Lacking medical knowledge, most leprosy patients don't know how to cure the disease, Diarra says. Some of them try to stitch the broken skin that has dried up and split, but that just makes the condition worse. Diarra says sufferers should moisten the body with clean water or cream as much as they can.
"Leprosy destroys peripheral nerves so that patients won't feel any injury," he says. "One patient didn't realize his calf had been burnt until his wife saw that a piece of flesh was already gone."
People are often afraid to approach leprosy cases, but as long as the patient is taking the proper medicine, the disease won't be infectious within one week, Diarra says.
Last March while on a train bound for Wuhan, capital of Hubei province, Diarra heard a loudspeaker announcement asking for a doctor to help a diarrhea-stricken child. The doctor leaped to his feet and quickly went to work with his silver acupuncture needles on the 11-year-old boy, who was suffering sudden fever and convulsions. Immediately, the boy stopped cramping. "That is the magic of TCM," Diarra says.

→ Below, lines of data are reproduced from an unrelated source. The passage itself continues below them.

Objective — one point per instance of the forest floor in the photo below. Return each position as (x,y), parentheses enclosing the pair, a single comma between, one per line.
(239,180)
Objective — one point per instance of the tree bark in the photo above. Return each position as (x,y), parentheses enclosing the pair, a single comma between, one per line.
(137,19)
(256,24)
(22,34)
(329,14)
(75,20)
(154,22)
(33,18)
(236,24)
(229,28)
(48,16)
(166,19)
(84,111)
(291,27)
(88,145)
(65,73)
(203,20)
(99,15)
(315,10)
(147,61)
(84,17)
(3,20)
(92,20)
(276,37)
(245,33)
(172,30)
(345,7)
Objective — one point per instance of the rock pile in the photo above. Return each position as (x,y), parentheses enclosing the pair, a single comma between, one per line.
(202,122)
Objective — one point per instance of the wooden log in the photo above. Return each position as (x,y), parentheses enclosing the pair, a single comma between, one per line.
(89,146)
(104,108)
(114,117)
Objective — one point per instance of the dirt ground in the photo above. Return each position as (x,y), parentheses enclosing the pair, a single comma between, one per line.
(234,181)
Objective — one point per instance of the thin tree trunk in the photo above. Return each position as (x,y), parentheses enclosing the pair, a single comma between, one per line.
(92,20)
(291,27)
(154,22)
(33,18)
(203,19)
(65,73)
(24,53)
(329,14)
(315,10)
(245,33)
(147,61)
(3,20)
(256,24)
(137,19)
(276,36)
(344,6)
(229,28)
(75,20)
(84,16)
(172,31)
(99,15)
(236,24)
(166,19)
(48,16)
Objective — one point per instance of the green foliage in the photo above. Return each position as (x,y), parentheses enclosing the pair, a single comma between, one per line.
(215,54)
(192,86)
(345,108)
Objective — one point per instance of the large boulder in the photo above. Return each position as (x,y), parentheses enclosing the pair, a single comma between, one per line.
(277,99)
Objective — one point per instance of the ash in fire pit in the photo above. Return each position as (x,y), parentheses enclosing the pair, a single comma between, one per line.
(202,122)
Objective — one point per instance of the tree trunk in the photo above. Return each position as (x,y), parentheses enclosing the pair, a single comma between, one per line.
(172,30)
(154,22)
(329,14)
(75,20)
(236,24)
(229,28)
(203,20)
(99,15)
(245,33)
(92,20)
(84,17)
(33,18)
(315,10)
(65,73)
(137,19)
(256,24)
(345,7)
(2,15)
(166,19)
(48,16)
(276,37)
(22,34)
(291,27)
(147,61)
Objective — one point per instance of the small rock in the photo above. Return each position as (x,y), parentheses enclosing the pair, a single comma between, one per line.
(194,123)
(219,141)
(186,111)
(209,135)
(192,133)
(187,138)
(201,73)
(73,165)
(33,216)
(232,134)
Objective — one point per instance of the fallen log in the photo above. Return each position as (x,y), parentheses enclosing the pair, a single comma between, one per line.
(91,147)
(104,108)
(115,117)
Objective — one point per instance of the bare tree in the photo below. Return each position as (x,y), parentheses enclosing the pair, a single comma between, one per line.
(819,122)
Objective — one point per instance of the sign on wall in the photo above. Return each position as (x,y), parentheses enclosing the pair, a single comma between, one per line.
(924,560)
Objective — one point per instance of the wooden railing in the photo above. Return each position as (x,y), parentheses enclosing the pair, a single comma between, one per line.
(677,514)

Yang Mei, who married Diarra in 2001, says each of his weekly journeys means perils in precipitous areas in Yunnan. Several years ago, Diarra transported a vehicle of medicine to a secluded village in Yuanyang county in Honghe prefecture. The rain, trifling as it had appeared in the morning, started to pour down and trapped his car on a mountain slope, tilting the vehicle 45 degrees. Landslides worsened the situation, cutting the highways into interrupted sections. The volunteers were frightened and got out of the car to flee to safety. Local officials were ushering them at the other end of the road.
"As a wife, I hope he comes home safe every day. But I also know he loves to cure the patients, give them medicines, and help them build houses," Yang says.
In September 2012, Diarra rushed his old jeep to quake-hit Yiliang county in northeastern Yunnan with some relief supplies, using his rich experience driving rugged roads in mountainous areas. One old villager asked Diarra where he was from, and he joked that his black skin was sunburnt in the region.
His cheerful enthusiasm has won him much love. The villagers and volunteers celebrated his birthday with moon cakes and eggs. "Yunnan is a beautiful place and also diverse in landscape and cultures. The smile on people's faces encourages me to go on," he says.
Over the past 20 years, Diarra has mastered Mandarin like a native speaker and also picked up a dozen dialects such as the one widely spoken in Yunnan. In addition, he says his love of Chinese food make him much like other expats in the country.
"The time in Sichuan and Yunnan has trained me to get used to spicy food, especially in Yunnan where hundreds of 'weird' foods are served to guests. Some of them are not my favorite, but I like to try," Diarra says, displaying his white teeth in a big grin.